A Christmas Ad That Earns Its References

Most Christmas ads sell you a feeling. Ametller Origen's sells you a list.

In under a minute, the spot moves through some of the most respected names in Catalan food culture — and it does it fast enough that if you blink, you miss who just appeared on screen.

The pitch is simple: Ametller is the place where the best ingredients come from. Not a supermarket. Not a wholesaler. The source. The ad doesn't say that out loud. It shows you instead — by putting its name next to people and places that already have credibility.

That's the move. Borrowed authority. And it works because the names they borrow are real.

The Names They Put on Screen

The spot opens with Jordi Cruz, the Michelin-starred chef behind Àtempo. Then it moves quickly — Xocolata Eukaryà, a serious chocolate maker. La Gormanda, a Barcelona restaurant people actually fight to get into. Can Jubany in Calldetenes, one star in the Michelin guide. Oriol Balaguer, pastry chef, multiple world titles.

Then Les Cols in Olot — spectacular is the word the video uses, and it's not wrong. And Koy Shunka, the Japanese restaurant in Barcelona that regularly appears on best-in-Spain lists.
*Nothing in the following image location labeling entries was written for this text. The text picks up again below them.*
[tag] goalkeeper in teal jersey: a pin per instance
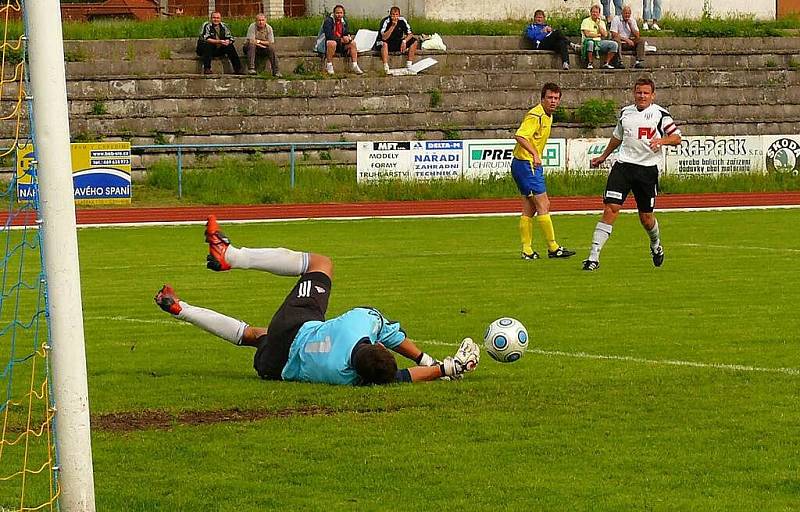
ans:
(300, 344)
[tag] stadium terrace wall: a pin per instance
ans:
(516, 9)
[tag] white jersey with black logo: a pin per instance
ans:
(636, 128)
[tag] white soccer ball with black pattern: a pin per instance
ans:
(506, 340)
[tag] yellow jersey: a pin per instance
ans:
(536, 129)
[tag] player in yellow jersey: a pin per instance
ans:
(526, 168)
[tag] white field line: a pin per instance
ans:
(136, 320)
(738, 247)
(641, 360)
(437, 216)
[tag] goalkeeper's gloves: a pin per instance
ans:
(465, 360)
(427, 360)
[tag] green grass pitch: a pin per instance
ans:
(645, 389)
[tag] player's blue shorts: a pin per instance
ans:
(529, 181)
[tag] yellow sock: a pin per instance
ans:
(526, 233)
(547, 228)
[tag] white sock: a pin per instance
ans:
(279, 261)
(655, 236)
(601, 233)
(227, 328)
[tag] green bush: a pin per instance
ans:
(595, 112)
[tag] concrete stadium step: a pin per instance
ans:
(448, 63)
(119, 49)
(700, 83)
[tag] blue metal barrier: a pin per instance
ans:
(293, 147)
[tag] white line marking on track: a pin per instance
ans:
(665, 362)
(641, 360)
(436, 216)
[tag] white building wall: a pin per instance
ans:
(453, 10)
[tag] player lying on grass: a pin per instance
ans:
(299, 343)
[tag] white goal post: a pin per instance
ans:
(50, 127)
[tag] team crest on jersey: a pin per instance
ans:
(783, 155)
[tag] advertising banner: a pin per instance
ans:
(383, 161)
(782, 153)
(101, 172)
(716, 155)
(437, 159)
(26, 173)
(581, 151)
(492, 157)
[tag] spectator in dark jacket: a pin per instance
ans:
(216, 40)
(338, 40)
(394, 35)
(544, 37)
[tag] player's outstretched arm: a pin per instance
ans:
(613, 143)
(465, 360)
(408, 349)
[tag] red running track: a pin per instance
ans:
(404, 208)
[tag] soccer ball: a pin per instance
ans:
(506, 340)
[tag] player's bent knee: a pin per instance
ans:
(320, 263)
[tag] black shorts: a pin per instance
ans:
(307, 301)
(343, 49)
(639, 179)
(394, 44)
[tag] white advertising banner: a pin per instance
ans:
(581, 151)
(437, 159)
(782, 153)
(484, 158)
(716, 155)
(377, 161)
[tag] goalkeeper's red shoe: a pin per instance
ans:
(168, 300)
(217, 246)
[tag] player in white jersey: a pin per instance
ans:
(642, 129)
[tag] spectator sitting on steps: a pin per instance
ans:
(261, 42)
(625, 32)
(544, 37)
(394, 35)
(593, 30)
(216, 40)
(338, 40)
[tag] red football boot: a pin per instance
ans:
(217, 246)
(168, 300)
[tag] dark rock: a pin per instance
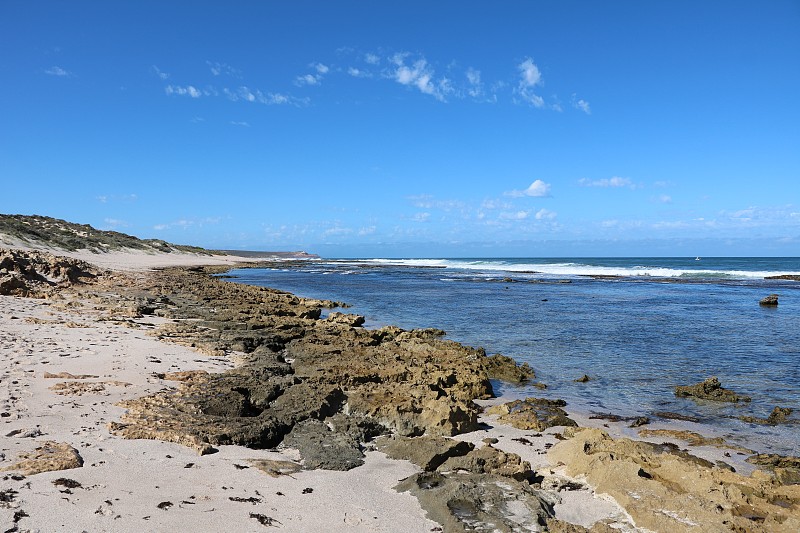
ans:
(769, 301)
(426, 452)
(506, 369)
(535, 414)
(465, 502)
(710, 389)
(676, 416)
(779, 415)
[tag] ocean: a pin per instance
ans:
(637, 326)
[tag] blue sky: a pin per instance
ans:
(409, 129)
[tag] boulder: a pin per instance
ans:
(769, 301)
(535, 414)
(710, 389)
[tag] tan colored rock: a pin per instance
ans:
(692, 438)
(666, 490)
(47, 457)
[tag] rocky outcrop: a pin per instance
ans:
(469, 489)
(324, 386)
(506, 369)
(779, 415)
(46, 458)
(710, 389)
(786, 468)
(34, 274)
(769, 301)
(664, 489)
(535, 414)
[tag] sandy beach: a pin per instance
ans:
(68, 360)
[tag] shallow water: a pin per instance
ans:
(637, 337)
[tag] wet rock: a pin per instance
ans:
(535, 414)
(769, 301)
(664, 489)
(506, 369)
(779, 415)
(786, 468)
(471, 502)
(352, 321)
(676, 416)
(710, 389)
(48, 457)
(321, 447)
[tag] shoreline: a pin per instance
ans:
(77, 329)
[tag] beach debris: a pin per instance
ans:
(710, 389)
(535, 414)
(678, 491)
(779, 415)
(276, 468)
(49, 456)
(769, 301)
(67, 483)
(264, 520)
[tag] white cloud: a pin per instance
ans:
(516, 215)
(188, 90)
(583, 105)
(217, 69)
(58, 71)
(475, 87)
(419, 75)
(308, 79)
(495, 204)
(530, 78)
(160, 73)
(615, 181)
(358, 73)
(537, 189)
(545, 214)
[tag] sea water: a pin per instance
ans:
(637, 326)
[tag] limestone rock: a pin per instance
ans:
(769, 301)
(46, 458)
(505, 368)
(779, 415)
(535, 414)
(710, 389)
(664, 489)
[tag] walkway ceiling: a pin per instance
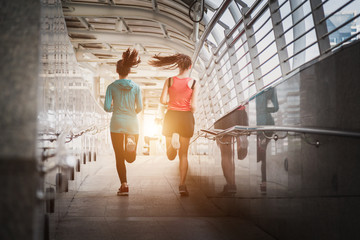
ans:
(101, 30)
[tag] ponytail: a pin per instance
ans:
(179, 60)
(129, 59)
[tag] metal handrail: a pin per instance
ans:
(246, 130)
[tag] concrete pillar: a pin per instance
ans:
(19, 76)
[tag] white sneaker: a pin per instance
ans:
(130, 145)
(175, 142)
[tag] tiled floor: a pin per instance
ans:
(153, 209)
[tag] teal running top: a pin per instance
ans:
(127, 102)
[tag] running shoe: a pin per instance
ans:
(175, 142)
(130, 145)
(123, 191)
(183, 190)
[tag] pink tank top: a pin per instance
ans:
(180, 94)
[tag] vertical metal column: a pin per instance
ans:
(235, 12)
(234, 69)
(299, 29)
(317, 11)
(249, 31)
(279, 41)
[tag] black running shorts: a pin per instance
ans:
(181, 122)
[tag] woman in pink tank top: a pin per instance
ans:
(179, 94)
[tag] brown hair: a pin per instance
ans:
(129, 59)
(178, 60)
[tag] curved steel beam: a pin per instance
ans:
(128, 38)
(90, 10)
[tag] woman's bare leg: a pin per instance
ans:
(170, 151)
(183, 152)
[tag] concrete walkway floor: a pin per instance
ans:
(153, 210)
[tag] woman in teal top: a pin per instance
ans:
(123, 99)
Six names. Fifty-nine seconds. Every single one of them has a real reputation.

This isn't product placement. It's positioning. Ametller is saying: these people trust our ingredients. If you cook at home, you should too.

What Ametller Origen Actually Is

If you don't know the brand — Ametller Origen is a Catalan food retailer with a specific identity. Farm to store. Local producers. A strong presence in Barcelona and around Catalonia.
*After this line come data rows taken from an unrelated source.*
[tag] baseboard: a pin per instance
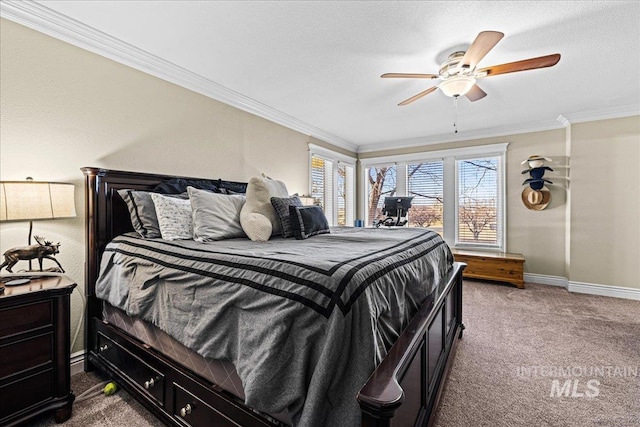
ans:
(583, 288)
(604, 290)
(542, 279)
(77, 362)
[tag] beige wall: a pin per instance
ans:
(605, 202)
(539, 235)
(595, 239)
(63, 108)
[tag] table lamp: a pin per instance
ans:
(31, 201)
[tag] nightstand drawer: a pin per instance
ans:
(29, 353)
(138, 372)
(22, 319)
(26, 392)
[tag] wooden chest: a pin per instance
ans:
(498, 266)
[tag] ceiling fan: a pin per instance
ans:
(458, 74)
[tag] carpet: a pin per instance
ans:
(538, 356)
(542, 356)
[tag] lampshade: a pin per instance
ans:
(33, 200)
(457, 85)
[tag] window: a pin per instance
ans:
(478, 202)
(381, 183)
(459, 193)
(333, 185)
(425, 184)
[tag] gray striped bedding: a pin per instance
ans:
(303, 321)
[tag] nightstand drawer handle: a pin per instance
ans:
(185, 411)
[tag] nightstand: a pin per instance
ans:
(35, 347)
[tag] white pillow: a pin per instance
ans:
(258, 216)
(174, 217)
(215, 216)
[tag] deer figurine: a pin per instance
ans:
(42, 250)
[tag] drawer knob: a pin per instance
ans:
(185, 411)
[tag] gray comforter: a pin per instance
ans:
(304, 322)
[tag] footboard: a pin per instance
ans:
(405, 388)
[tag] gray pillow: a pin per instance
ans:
(215, 216)
(143, 212)
(307, 221)
(281, 205)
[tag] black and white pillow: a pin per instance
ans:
(175, 219)
(307, 221)
(281, 205)
(215, 216)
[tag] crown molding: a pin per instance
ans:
(614, 112)
(461, 136)
(40, 18)
(562, 121)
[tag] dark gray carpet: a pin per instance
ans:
(517, 342)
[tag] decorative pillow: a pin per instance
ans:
(232, 187)
(179, 185)
(174, 217)
(307, 221)
(258, 217)
(143, 212)
(215, 216)
(281, 205)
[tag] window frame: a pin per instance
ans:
(337, 159)
(449, 157)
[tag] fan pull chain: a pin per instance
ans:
(455, 114)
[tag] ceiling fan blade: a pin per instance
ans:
(484, 42)
(524, 65)
(418, 96)
(408, 76)
(475, 93)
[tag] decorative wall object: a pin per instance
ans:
(536, 196)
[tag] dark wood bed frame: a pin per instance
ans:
(403, 390)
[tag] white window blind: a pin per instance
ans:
(333, 188)
(345, 195)
(479, 219)
(381, 183)
(425, 183)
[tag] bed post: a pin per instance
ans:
(405, 388)
(92, 258)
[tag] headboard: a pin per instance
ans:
(107, 216)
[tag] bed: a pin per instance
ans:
(392, 377)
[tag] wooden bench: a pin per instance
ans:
(498, 266)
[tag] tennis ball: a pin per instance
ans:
(110, 388)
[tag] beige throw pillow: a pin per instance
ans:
(258, 216)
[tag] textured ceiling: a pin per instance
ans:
(319, 63)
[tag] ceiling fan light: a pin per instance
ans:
(458, 85)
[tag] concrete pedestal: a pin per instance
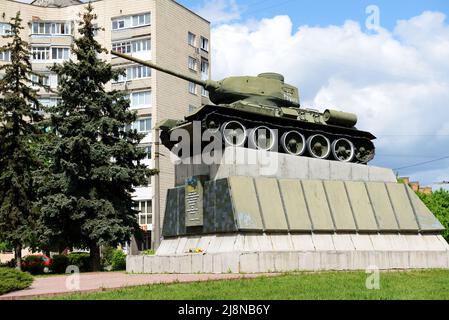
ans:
(341, 217)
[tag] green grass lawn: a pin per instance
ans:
(427, 284)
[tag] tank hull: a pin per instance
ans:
(306, 127)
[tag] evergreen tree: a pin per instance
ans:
(95, 162)
(19, 114)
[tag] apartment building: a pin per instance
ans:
(162, 31)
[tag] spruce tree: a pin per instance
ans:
(94, 161)
(19, 114)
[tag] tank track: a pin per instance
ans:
(310, 142)
(359, 155)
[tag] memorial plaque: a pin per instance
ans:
(194, 202)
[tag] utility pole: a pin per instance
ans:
(156, 234)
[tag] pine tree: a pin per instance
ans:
(95, 162)
(19, 114)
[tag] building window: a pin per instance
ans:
(145, 211)
(204, 69)
(40, 53)
(192, 88)
(192, 63)
(48, 102)
(132, 46)
(191, 39)
(131, 21)
(5, 56)
(51, 28)
(47, 53)
(192, 108)
(140, 99)
(5, 28)
(147, 149)
(50, 80)
(135, 72)
(204, 44)
(60, 53)
(39, 80)
(142, 125)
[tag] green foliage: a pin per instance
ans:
(79, 259)
(5, 246)
(86, 188)
(406, 285)
(438, 204)
(9, 264)
(19, 113)
(118, 260)
(12, 280)
(60, 263)
(148, 252)
(106, 259)
(33, 264)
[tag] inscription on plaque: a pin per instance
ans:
(194, 202)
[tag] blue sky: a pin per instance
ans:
(395, 78)
(326, 12)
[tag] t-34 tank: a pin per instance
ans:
(263, 112)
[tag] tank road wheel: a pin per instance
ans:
(293, 143)
(263, 138)
(319, 146)
(234, 133)
(343, 150)
(213, 124)
(364, 151)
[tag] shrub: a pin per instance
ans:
(60, 263)
(10, 264)
(33, 264)
(118, 260)
(106, 257)
(5, 246)
(148, 252)
(80, 259)
(12, 280)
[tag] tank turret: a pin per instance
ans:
(264, 112)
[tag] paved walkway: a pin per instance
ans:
(54, 285)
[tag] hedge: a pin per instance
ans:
(13, 279)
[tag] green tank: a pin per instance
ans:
(264, 112)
It's not cheap. It's not trying to be. The stores feel more like a deli than a supermarket. The kind of place you go when you care about where the tomato came from.

There's a reason the hipster shorthand stuck — a piece in Directo al Paladar called it out directly, asking why Catalans were surrendering to it so completely. The answer is that the product is genuinely good. And the brand is smart about who it puts itself next to.

This Christmas ad is a clean example of that smartness. Find your nearest Ametller and you'll see what I mean when you're inside the store.

Why This Kind of Ad Actually Works

The format is almost anti-advertising. No voiceover selling you on quality. No slow-motion shots of vegetables glistening under studio lights. Just names, faces, places — and a cut.

It trusts you to know who Jordi Cruz is. It trusts you to know what a Michelin star means. It trusts you to connect the dots yourself.

That trust is the compliment. And people respond to it.

The production was handled by Play Your Brand, which makes sense — the pacing is tight, nothing is wasted, and the choices of who appears and when feel deliberate rather than random.

Christmas food advertising is a crowded space. Everyone is running slow songs and family tables and golden light. Ametller skips all of that and just says: here are the people who choose us. You decide.

It's a short film made of credibility. And at 59 seconds, it doesn't overstay its welcome.